I've been mapping out the external memory bank to bank copy and graphics copy cases, and the logic for all that code is going to be rather messy and branch around a fair bit but thankfully it can run in the period of time where we are waiting for the end of the streaming burst, so this slowish code is hidden in otherwise dead time and won't affect performance. But right now my fill operations are still run in REP loops that do tie up the CPU for the entire transfer and prevent the next sub-burst setup code from running until the entire fill operation completes first which isn't ideal (this is just for a fill, not the normal read/write bursts).
I'm wondering if I can fix this if the streamer replicates the data size automatically in its immediate mode. E.g. If I setup the streamer to do this with the code below, will I get 50 $aa55 words replicated or will it only send two $aa55 words then replicate the final $aa byte for the remaining 96 byte transfers perhaps:
setword xmode, #100, #0 ' 100 byte clocks for 50 words
...
xcont xmode, pattern
xmode long $60CE_0000 ' immediate to pin mode (4 x 8 bits)
pattern long $aa55aa55
Basically what happens with the data output from a 32 bit long in streamer mode if there are more than 4 clocks assigned to the streamer transfers but only 32 bits in the long passed?

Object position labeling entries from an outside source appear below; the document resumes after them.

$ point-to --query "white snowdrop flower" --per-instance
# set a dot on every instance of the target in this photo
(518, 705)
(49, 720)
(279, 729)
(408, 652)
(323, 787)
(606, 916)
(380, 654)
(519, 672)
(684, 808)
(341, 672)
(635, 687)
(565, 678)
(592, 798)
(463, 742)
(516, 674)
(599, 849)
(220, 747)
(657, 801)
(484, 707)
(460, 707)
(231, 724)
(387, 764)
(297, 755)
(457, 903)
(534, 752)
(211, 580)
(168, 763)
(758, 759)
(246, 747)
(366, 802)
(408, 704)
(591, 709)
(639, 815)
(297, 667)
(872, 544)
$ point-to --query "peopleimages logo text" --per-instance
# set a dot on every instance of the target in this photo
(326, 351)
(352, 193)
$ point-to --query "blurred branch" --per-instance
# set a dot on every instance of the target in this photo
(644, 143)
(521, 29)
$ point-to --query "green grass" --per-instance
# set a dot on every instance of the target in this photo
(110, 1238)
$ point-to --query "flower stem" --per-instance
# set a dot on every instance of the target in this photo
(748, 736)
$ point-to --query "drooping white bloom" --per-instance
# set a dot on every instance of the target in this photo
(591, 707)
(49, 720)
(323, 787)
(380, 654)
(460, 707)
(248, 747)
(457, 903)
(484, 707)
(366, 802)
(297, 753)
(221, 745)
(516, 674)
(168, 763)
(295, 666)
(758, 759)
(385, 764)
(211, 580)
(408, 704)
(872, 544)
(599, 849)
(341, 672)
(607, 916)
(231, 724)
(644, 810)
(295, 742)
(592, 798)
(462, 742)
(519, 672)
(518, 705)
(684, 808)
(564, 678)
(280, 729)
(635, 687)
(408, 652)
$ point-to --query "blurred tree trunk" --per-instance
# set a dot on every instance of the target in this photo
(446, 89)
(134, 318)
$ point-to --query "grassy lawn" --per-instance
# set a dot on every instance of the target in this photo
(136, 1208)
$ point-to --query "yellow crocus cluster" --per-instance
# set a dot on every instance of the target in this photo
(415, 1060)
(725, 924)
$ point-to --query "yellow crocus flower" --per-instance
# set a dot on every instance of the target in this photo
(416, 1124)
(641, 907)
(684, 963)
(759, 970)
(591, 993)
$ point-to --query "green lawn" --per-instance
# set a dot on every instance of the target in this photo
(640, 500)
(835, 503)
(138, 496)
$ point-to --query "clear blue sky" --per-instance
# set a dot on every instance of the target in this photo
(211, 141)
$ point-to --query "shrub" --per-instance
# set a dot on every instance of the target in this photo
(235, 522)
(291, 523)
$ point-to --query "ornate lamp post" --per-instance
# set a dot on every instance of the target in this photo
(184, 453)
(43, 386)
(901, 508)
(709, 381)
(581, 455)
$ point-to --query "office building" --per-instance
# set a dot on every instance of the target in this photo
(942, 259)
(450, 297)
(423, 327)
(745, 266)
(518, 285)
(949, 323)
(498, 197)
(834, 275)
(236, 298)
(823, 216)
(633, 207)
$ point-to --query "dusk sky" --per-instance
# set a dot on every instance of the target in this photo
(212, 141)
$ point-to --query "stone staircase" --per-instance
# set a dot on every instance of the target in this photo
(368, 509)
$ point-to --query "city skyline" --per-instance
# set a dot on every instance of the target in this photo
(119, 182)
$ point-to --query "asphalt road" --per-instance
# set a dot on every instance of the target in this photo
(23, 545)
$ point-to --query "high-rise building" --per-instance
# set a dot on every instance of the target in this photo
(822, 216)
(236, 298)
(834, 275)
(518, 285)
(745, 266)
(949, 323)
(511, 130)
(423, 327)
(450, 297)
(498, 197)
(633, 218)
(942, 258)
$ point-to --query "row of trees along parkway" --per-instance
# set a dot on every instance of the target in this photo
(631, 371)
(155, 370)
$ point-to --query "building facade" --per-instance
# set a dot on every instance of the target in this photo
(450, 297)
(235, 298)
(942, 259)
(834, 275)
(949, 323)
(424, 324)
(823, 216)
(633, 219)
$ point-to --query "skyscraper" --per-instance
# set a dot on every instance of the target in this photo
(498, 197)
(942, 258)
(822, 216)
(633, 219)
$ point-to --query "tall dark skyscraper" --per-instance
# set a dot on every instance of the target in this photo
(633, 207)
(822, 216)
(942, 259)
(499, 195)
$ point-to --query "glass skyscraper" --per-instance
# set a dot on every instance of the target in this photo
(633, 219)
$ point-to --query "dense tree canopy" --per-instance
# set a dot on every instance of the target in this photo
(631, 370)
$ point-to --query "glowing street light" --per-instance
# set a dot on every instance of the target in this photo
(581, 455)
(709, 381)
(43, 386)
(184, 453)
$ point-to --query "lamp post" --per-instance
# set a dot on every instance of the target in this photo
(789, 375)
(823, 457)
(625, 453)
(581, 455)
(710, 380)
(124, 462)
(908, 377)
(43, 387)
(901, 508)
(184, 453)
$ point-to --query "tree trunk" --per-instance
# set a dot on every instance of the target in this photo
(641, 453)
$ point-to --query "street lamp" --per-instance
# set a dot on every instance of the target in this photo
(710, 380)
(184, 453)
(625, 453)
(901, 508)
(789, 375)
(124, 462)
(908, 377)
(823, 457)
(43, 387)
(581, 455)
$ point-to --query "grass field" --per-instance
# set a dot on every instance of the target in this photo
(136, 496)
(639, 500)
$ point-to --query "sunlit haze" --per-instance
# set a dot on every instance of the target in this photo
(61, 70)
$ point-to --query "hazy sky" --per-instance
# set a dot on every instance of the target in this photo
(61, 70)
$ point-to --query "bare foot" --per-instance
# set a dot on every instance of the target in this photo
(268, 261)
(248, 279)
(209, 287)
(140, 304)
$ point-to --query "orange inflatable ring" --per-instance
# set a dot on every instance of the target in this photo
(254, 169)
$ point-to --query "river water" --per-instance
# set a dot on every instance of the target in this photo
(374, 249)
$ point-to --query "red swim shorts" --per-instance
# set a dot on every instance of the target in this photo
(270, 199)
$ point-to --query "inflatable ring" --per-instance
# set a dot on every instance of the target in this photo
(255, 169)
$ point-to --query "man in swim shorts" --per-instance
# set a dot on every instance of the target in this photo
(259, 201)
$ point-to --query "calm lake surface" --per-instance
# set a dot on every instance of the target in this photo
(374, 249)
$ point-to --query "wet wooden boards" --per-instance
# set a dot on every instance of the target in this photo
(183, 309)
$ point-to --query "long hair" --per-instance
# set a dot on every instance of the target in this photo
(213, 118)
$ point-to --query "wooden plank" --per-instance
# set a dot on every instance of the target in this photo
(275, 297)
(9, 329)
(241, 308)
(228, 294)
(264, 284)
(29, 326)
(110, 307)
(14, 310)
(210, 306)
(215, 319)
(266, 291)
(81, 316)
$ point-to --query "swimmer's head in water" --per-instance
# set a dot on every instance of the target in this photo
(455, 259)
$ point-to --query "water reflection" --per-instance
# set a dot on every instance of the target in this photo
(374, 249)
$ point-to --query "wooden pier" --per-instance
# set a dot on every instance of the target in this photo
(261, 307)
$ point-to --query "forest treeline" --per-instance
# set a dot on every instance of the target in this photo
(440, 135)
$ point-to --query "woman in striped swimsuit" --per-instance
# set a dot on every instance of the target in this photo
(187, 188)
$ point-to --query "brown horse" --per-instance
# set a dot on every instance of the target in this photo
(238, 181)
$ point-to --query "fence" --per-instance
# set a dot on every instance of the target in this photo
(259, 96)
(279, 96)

Does it just recycle the data in the long over and over or will it repeat the last (upper) byte when it runs out of data after the first 4 clocks? I guess I have to setup a test unless anyone already knows this...
Update: Just read the docs on this:
"S/# supplies 32 bits of data which form a set of 1/2/4/8/16-bit values that are shifted by 1/2/4/8/16/32 bits on each subsequent NCO rollover, with the last value repeating. Each value is output in sequence."
I guess I have my answer, looks like it might just repeat the last byte.
Interesting approach evanh. I think the two bit immediate to LUT lookup mode may be possible to use to achieve this and free the COG during fills. So all the byte values passed from the streamer data to the LUT RAM index could hold 4 two-bit values and each then resolve to the final byte from the desired long (or word) pattern which is then output to the pins. So I can see a way it could possibly work. Any actual byte sized fills can work directly without the LUT RAM. The main downside is that up to 8 sets of 4 LUT entries are used (one set of 4 entries per COG) and these have to be distributed on bbbb00000 boundaries in the LUTRAM. It might be doable later as an optimisation if I really need it by breaking up my LUT RAM code into smaller blocks leaving room for these 4 entries to be scattered throughout the LUTRAM addresses in the places where they need to be. Unless that fits nicely it's not especially ideal.
Update: Another issue with this is the extra setup overhead of writing the byte patterns into LUT RAM before the transfers can begin. For a long fill pattern you'd have to extract 4 individual bytes from the original pattern, replicate each one over all 4 bytes in each long being written and then write to LUT at the 4 right addresses. That's already 12 instructions..doing the following 3 instructions 4 times, and this is excluding the per COG ptra setup. Its complexity may not be worth its gain...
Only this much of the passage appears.